ON THE DECLARATION - People like to celebrate this day because it's associated with the Declaration of Independence, but most folks don't recognize what the Declaration actually was or take the time to understand its purpose. I offer this to shore those understandings up, and because I like to renew my ability to remember it by writing it down and sharing it.
The rebelling colonies knew that they had to make the case for independence. The world associated the colonies as belonging to England; many of the colonies came to existence based on treaties and contracts between the founders of the various colonies and various kings of England. For example, George Calvert received a charter from King Charles I in 1632 and William Penn was given a charter from King Charles II in 1681.
The Declaration of Independence is written to read as an international announcement that King George III had breached the contracts between the colonies and the king by doing (or failing to do) certain things. That's WHY there is a list of things that the king had failed to do, such as making judges dependent on doing the king's will, erected new offices designed to harass, cutting off trade, and depriving colonists of trial by jury.

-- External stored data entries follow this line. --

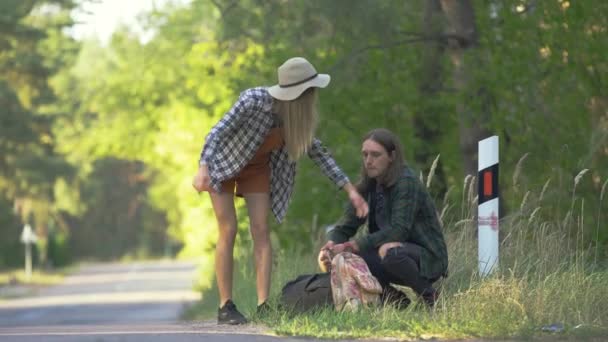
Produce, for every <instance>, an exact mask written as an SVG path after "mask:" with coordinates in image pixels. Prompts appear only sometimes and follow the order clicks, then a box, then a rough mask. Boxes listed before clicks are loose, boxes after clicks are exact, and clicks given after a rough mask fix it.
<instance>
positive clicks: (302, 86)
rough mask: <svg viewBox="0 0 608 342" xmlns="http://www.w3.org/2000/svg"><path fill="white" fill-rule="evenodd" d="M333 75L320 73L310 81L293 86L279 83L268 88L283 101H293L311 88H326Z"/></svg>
mask: <svg viewBox="0 0 608 342" xmlns="http://www.w3.org/2000/svg"><path fill="white" fill-rule="evenodd" d="M330 80H331V77H330V76H329V75H327V74H318V75H317V77H315V78H313V79H312V80H310V81H308V82H304V83H302V84H298V85H296V86H293V87H287V88H282V87H280V86H279V85H278V84H277V85H274V86H272V87H269V88H268V92H269V93H270V95H271V96H272V97H274V98H275V99H277V100H281V101H291V100H295V99H297V98H298V97H299V96H300V95H302V93H303V92H304V91H305V90H306V89H308V88H310V87H317V88H325V87H327V85H328V84H329V81H330Z"/></svg>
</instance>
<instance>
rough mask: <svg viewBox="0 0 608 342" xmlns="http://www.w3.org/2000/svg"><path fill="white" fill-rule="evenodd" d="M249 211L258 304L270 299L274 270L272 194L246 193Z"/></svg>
mask: <svg viewBox="0 0 608 342" xmlns="http://www.w3.org/2000/svg"><path fill="white" fill-rule="evenodd" d="M244 196H245V202H246V203H247V210H248V212H249V222H250V227H251V237H252V238H253V252H254V257H255V269H256V286H257V294H258V305H259V304H262V303H263V302H265V301H266V300H267V299H268V295H269V293H270V272H271V270H272V246H271V244H270V230H269V229H268V213H269V212H270V196H269V194H267V193H251V194H245V195H244Z"/></svg>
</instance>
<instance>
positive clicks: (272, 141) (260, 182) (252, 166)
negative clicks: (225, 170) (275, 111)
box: [222, 127, 284, 197]
mask: <svg viewBox="0 0 608 342" xmlns="http://www.w3.org/2000/svg"><path fill="white" fill-rule="evenodd" d="M283 144H284V140H283V130H282V129H281V128H280V127H277V128H272V129H271V130H270V132H268V135H266V139H265V140H264V142H263V143H262V145H261V146H260V148H259V149H258V151H257V152H256V153H255V155H254V156H253V158H252V159H251V160H250V161H249V163H248V164H247V165H246V166H245V167H244V168H243V170H241V172H239V174H238V175H236V176H235V177H234V178H231V179H228V180H225V181H224V182H222V192H228V193H236V196H240V197H242V196H243V194H248V193H269V192H270V152H272V151H274V150H278V149H279V148H281V147H282V146H283ZM235 187H236V191H235Z"/></svg>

The list of complaints was not created out of nowhere, but based on actual events, and these actions resulted in colonial resentment and a slow recognition that the relationship could not go on as it was. The Declaration is a lawsuit asking the entire world to recognize the colonies as independent of England. The international world was familiar with such statements; in 1320 the Scots declared independence in the Declaration of Arbroath and William III of England issued the Declaration of Reasons to seek legitimacy of his overthrow of James II in 1688. There are many such declarations issued by some group of people or authority which has sought some recognition of some sort, with varying degrees of success. (In modern lawsuits, people often seek declarations that establish a party's obligations.)
To me, the most interesting part of the Declaration is the part that comes before the list of complaints that is referred to as the preamble, which when paraphrased says, "Yeah, this is a big deal, and we know we have to justify this rebellion, because people don't do this casually and usually it is better to just live with the occasional sleight than to take up arms."
We should also recognize the rejected arguments of the British, who used many of the mercantilist arguments you hear today about how we need to pay the British for protection against the natives. Even the Stamp Act was little more than a small sales tax which the Brits justified by saying that the colonists needed to pay for the protection provided to them during the French and Indian War.
In fact, many of the arguments you hear today mirror those of yesteryear - the Brits would ask, "Why does any colonist need a cannon, because we Redcoats are keeping the peace?" which sounds a lot like the "Why does anyone need an AR-15 when you can call the police?" (This conversation resulted in laws preventing colonial cannon-keeping, and culminated in the Battles of Lexington and Concord, and really got the Revolutionary War going.)
Of course, our federal government is way over the top on many of the same overreaches of which the British were guilty, but today we often fail to see it that way, and even welcome the arguments made by various office-holders who say we need to welcome small sales and property tax increases to benefit well-connected big businesses, always to the detriment of the average person.
As Reagan observed, "Freedom is never more than one generation away from extinction. We didn't pass it to our children in the bloodstream. It must be fought for, protected, and handed on for them to do the same." No kidding.
It's our generation's turn at bat, so let's remember how we got here more than 200 years ago, and reject collectivist reasoning that says, "Higher taxes and more debt to benefit others are good for YOU." Let's work to restrict government to its proper size and scope, restore lost liberties such as the power to contract and equal treatment under the law.
We have work to do, and plenty of it, and we have the advantage of forefathers who have done all the hard part - all we have to do is convince our neighbors to vote the right way and make an occasional phone call to hubris-filled office-holders who misunderstand the limits of their wisdom. Easy peasy, or at least it should be.
I leave you this day with the words of Justice Louis Brandeis: “Experience should teach us to be most on our guard to protect liberty when the Government's purposes are beneficent. Men born to freedom are naturally alert to repel invasion of their liberty by evil-minded rulers. The greatest dangers to liberty lurk in the insidious encroachment by men of zeal, well meaning but without understanding.”